Notificati 13 avvisi di garanzia per il caso della donna morta dopo il parto

AGI – Tredici avvisi di garanzia sono stati notificati dalla Procura di Taranto ad altrettanti medici dell’ospedale Santissima Annunziata della città dopo la morte, avvenuta nei giorni scorsi, di una 28enne a seguito del parto con taglio cesareo (nessuna complicazione per la bambina, regolarmente venuta alla luce). L’ipotesi di reato formulata dal pm Antonio Natale che segue il caso, è quella di omicidio colposo. Domani pomeriggio, intanto, avrà luogo l’autopsia sul corpo della donna disposta dallo stesso magistrato. La eseguirà il medico legale Biagio Solarino di Bari.

Sarà presente anche il consulente medico incaricato dalla famiglia della vittima.

L’inchiesta era già partita d’ufficio da parte della Procura con l’acquisizione delle cartelle cliniche e della documentazione relativa alla giovane donna. Subito dopo la famiglia della giovane ha sporto denuncia ai Carabinieri. Anche l’Asl ha aperto un approfondimento sul caso. Secondo quanto affermato dall’Asl di Taranto, la 28enne era alla 40esima settimana di gestazione della sua prima gravidanza.

E’ stata ricoverata all’ospedale SS. Annunziata per rottura prematura delle membrane e, avendo richiesto di non proseguire con l’induzione al parto, è stata sottoposta a taglio cesareo. “Dopo l’intervento, le verifiche post operatorie – precisa l’Asl – hanno rivelato una riduzione dell’emoglobina, compatibile con l’intervento chirurgico”.

Dopo un breve intervallo, dice l’Asl, “è stato programmato un ulteriore controllo che ha evidenziato una anemia severa: emorragia. Il personale sanitario ha immediatamente attivato tutte le procedure necessarie, ma la giovane è andata in arresto cardiaco”.
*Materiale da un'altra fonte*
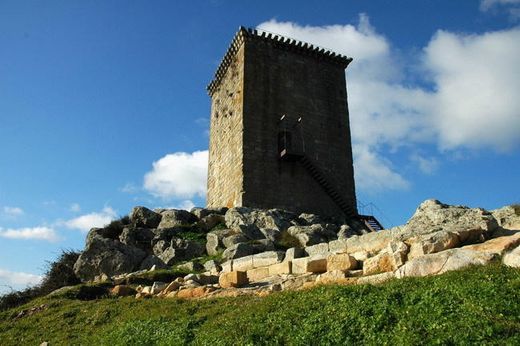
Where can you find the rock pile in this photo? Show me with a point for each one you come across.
(267, 251)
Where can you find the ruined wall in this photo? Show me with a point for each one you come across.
(225, 179)
(280, 81)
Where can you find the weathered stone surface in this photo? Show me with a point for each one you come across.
(341, 262)
(284, 267)
(234, 239)
(257, 274)
(107, 256)
(173, 217)
(297, 282)
(178, 250)
(311, 235)
(202, 212)
(512, 259)
(138, 237)
(508, 217)
(338, 246)
(274, 219)
(332, 276)
(375, 279)
(210, 221)
(194, 292)
(227, 266)
(144, 217)
(243, 263)
(309, 265)
(371, 243)
(171, 287)
(432, 216)
(152, 261)
(306, 219)
(294, 252)
(212, 266)
(214, 241)
(431, 243)
(318, 249)
(157, 287)
(102, 233)
(441, 262)
(233, 279)
(267, 258)
(122, 291)
(241, 250)
(345, 231)
(498, 245)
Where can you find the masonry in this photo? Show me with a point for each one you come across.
(280, 134)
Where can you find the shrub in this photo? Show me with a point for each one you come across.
(59, 273)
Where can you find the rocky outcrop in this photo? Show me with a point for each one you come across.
(107, 256)
(268, 250)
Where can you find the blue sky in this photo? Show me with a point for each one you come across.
(103, 107)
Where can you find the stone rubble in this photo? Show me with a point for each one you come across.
(438, 238)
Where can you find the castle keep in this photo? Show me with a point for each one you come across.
(280, 135)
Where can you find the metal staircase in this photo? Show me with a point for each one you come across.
(371, 222)
(345, 207)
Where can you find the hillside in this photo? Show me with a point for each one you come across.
(479, 305)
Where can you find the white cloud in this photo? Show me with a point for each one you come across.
(374, 173)
(85, 222)
(178, 175)
(486, 5)
(426, 165)
(38, 233)
(472, 104)
(477, 80)
(13, 211)
(129, 188)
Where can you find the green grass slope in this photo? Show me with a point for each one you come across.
(480, 305)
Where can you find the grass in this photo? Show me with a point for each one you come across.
(479, 305)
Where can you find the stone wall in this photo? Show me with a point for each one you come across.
(225, 177)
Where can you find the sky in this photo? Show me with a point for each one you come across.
(103, 107)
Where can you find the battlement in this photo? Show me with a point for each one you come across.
(278, 41)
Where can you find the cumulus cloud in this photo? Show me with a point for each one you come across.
(426, 165)
(18, 280)
(13, 211)
(97, 219)
(470, 103)
(178, 175)
(511, 6)
(37, 233)
(477, 80)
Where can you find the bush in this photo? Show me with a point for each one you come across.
(59, 273)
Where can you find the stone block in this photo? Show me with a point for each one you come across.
(267, 258)
(299, 265)
(281, 268)
(317, 265)
(257, 274)
(317, 249)
(233, 279)
(338, 246)
(294, 252)
(341, 262)
(227, 266)
(243, 263)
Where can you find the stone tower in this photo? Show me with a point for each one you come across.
(280, 134)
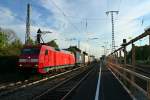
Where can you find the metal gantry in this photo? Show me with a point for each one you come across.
(127, 72)
(112, 21)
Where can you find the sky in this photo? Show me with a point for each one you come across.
(71, 21)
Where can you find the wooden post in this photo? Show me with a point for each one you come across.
(148, 89)
(125, 56)
(133, 64)
(120, 58)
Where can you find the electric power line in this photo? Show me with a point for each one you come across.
(65, 15)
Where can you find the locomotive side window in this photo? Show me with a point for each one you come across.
(46, 52)
(30, 51)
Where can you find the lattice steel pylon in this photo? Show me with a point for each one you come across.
(112, 21)
(27, 36)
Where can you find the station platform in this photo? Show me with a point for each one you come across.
(100, 86)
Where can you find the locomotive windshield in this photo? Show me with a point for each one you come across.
(30, 51)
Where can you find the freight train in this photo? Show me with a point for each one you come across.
(44, 59)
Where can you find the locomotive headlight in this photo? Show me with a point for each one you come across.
(34, 60)
(20, 65)
(22, 60)
(36, 65)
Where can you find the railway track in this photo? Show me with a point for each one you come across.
(28, 91)
(63, 90)
(139, 69)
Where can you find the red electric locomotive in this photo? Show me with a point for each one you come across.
(43, 58)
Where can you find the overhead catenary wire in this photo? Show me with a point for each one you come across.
(65, 15)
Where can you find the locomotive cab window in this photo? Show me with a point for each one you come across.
(30, 51)
(46, 52)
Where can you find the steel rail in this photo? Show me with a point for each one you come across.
(60, 84)
(133, 83)
(35, 82)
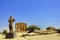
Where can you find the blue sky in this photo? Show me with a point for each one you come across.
(39, 12)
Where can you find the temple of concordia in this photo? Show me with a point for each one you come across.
(20, 27)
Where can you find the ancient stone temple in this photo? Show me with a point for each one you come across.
(20, 27)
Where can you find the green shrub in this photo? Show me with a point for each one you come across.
(4, 31)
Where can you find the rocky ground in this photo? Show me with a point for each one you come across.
(54, 36)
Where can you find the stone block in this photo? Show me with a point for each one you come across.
(10, 35)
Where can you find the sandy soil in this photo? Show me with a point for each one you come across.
(36, 37)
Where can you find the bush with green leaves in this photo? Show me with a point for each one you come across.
(4, 31)
(50, 28)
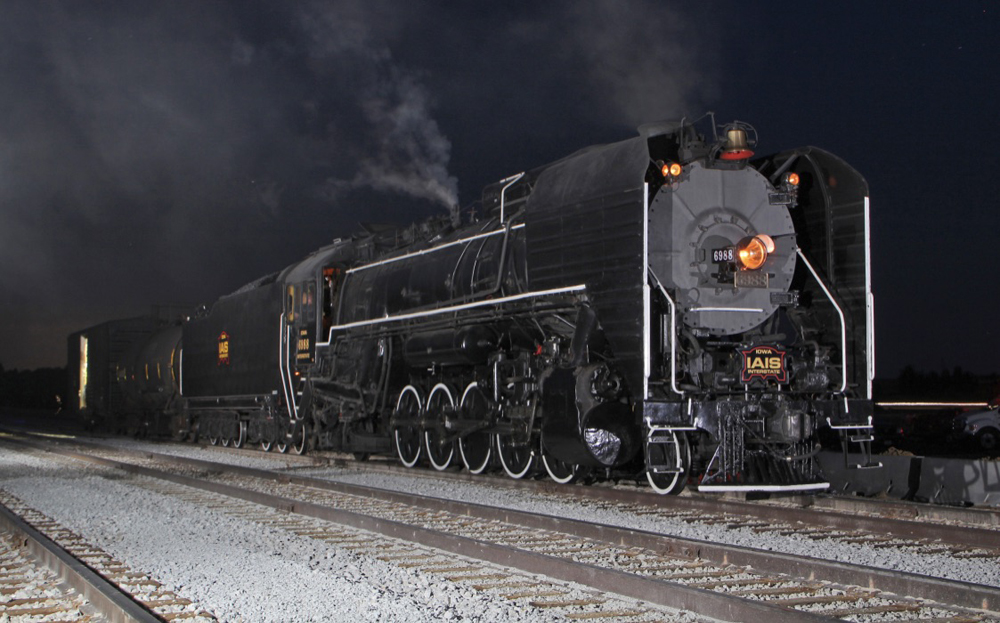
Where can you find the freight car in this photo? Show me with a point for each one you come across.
(123, 373)
(668, 306)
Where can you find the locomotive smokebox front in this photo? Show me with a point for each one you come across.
(696, 233)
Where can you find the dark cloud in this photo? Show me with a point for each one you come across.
(157, 153)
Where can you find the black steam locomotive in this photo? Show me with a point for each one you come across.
(669, 305)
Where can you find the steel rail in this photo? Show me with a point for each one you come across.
(663, 593)
(908, 520)
(104, 595)
(950, 592)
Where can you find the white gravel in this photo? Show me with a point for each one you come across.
(244, 571)
(976, 570)
(236, 568)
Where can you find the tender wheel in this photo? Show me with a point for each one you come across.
(407, 437)
(476, 448)
(241, 440)
(517, 459)
(988, 441)
(560, 471)
(678, 456)
(438, 402)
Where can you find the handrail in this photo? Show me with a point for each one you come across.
(510, 182)
(673, 332)
(840, 312)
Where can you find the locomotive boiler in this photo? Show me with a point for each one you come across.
(669, 307)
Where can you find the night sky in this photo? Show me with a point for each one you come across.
(168, 152)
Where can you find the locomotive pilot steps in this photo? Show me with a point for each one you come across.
(668, 306)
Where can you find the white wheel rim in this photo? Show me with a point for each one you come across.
(409, 389)
(677, 476)
(473, 469)
(510, 472)
(416, 457)
(560, 480)
(440, 387)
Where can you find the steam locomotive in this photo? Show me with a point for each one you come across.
(669, 306)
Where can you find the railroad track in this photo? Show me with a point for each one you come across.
(723, 582)
(915, 527)
(49, 573)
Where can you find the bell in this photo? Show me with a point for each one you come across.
(736, 145)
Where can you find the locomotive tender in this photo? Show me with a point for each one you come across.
(667, 305)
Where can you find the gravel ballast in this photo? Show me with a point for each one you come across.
(238, 569)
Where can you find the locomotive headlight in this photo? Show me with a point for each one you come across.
(753, 252)
(670, 170)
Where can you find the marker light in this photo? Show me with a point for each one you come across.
(752, 252)
(671, 169)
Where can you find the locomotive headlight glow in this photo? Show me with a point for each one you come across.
(753, 252)
(670, 170)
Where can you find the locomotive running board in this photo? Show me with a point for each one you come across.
(815, 486)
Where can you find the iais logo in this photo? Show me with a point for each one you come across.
(763, 362)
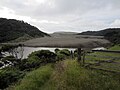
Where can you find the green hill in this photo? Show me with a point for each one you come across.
(11, 29)
(112, 34)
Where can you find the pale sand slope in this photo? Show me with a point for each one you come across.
(70, 41)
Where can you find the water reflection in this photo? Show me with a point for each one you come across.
(29, 50)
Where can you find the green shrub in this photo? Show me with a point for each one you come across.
(9, 76)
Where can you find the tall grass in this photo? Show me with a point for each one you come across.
(35, 79)
(69, 75)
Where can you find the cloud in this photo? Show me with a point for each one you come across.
(60, 15)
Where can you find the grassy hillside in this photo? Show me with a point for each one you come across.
(11, 29)
(68, 75)
(112, 34)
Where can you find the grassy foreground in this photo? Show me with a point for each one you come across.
(68, 75)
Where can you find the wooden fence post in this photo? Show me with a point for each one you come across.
(79, 54)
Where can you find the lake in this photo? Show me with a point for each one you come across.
(29, 50)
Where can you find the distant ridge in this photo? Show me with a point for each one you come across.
(63, 32)
(11, 29)
(112, 34)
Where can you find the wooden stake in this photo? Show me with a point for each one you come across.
(79, 54)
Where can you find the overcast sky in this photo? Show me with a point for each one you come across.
(64, 15)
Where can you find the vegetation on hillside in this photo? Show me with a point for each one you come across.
(11, 29)
(68, 75)
(112, 34)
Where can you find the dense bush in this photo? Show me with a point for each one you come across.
(8, 76)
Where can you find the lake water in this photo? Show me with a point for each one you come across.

“E’ stata posta in atto ogni procedura prevista dal protocollo ed è stato eseguito un intervento chirurgico d’emergenza ma, purtroppo, per la donna non c’è stato nulla da fare” specifica l’Asl. In quanto alla neonata, “che alla nascita pesava 2580 grammi, è in buone condizioni di salute – afferma l’Asl Taranto – ed è attualmente seguita dal personale dell’Unità Operativa di Neonatologia del nosocomio tarantino”.